Willemsen, J., Wicht, O., Wolanski, J. C., Baur, N., Bastian, S., Haas, D. A., et al. (2017). Phosphorylation-Dependent Feedback Inhibition of RIG-I by DAPK1 Identified by Kinome-wide siRNA Screening. Molecular Cell, 65(3), 403-415. doi:10.1016/j.molcel.2016.12.021.

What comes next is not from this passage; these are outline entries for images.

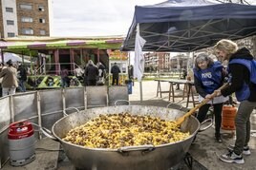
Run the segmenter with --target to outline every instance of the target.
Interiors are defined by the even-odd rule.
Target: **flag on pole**
[[[136,40],[135,40],[135,63],[134,63],[134,77],[138,78],[140,82],[144,72],[144,56],[142,52],[143,46],[146,41],[140,37],[139,26],[137,28]]]

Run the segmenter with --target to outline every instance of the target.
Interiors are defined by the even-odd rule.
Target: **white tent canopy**
[[[5,61],[5,63],[7,61],[9,61],[9,60],[11,60],[13,63],[17,63],[17,62],[21,62],[22,63],[23,62],[22,61],[22,58],[19,55],[14,54],[14,53],[10,53],[10,52],[4,52],[4,61]],[[1,57],[0,57],[0,62],[2,62],[2,58]],[[30,64],[31,61],[24,59],[24,63],[25,64]]]

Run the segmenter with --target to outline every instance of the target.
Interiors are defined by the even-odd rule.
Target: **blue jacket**
[[[240,60],[241,63],[233,60]],[[230,85],[227,88],[222,90],[224,96],[228,96],[232,93],[236,93],[238,101],[247,100],[250,102],[256,102],[256,85],[250,82],[250,70],[245,66],[246,61],[253,60],[249,50],[245,47],[239,49],[234,53],[228,63],[228,71],[231,75]]]

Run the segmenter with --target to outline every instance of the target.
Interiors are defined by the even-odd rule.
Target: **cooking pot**
[[[181,124],[181,130],[190,136],[174,143],[160,145],[127,146],[117,149],[89,148],[73,144],[62,139],[67,133],[100,114],[128,112],[131,115],[153,116],[166,121],[175,121],[184,114],[181,109],[171,109],[145,105],[117,105],[92,108],[72,113],[58,120],[52,128],[54,140],[61,142],[71,161],[78,169],[90,170],[167,170],[177,165],[185,157],[200,123],[190,116]]]

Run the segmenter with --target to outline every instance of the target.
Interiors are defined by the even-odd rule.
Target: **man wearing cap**
[[[3,77],[3,97],[7,95],[15,94],[16,87],[18,86],[17,69],[12,66],[11,60],[9,60],[6,64],[7,67],[2,69],[2,71],[0,72],[0,78]]]

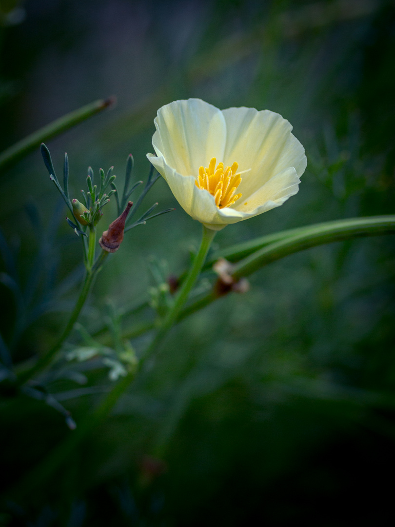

Cite as: https://hdl.handle.net/21.11116/0000-0001-6FE0-6
Abstract
Cell-autonomous induction of type I interferon must be stringently regulated. Rapid induction is key to control virus infection, whereas proper limitation of signaling is essential to prevent immunopathology and autoimmune disease. Using unbiased kinome-wide RNAi screening followed by thorough validation, we identified 22 factors that regulate RIG-I/IRF3 signaling activity. We describe a negative-feedback mechanism targeting RIG-I activity, which is mediated by death associated protein kinase 1 (DAPK1). RIG-I signaling triggers DAPK1 kinase activation, and active DAPK1 potently inhibits RIG-I stimulated IRF3 activity and interferon-beta production. DAPK1 phosphorylates RIG-I in vitro at previously reported as well as other sites that limit 5'ppp-dsRNA sensing and virtually abrogate RIG-I activation.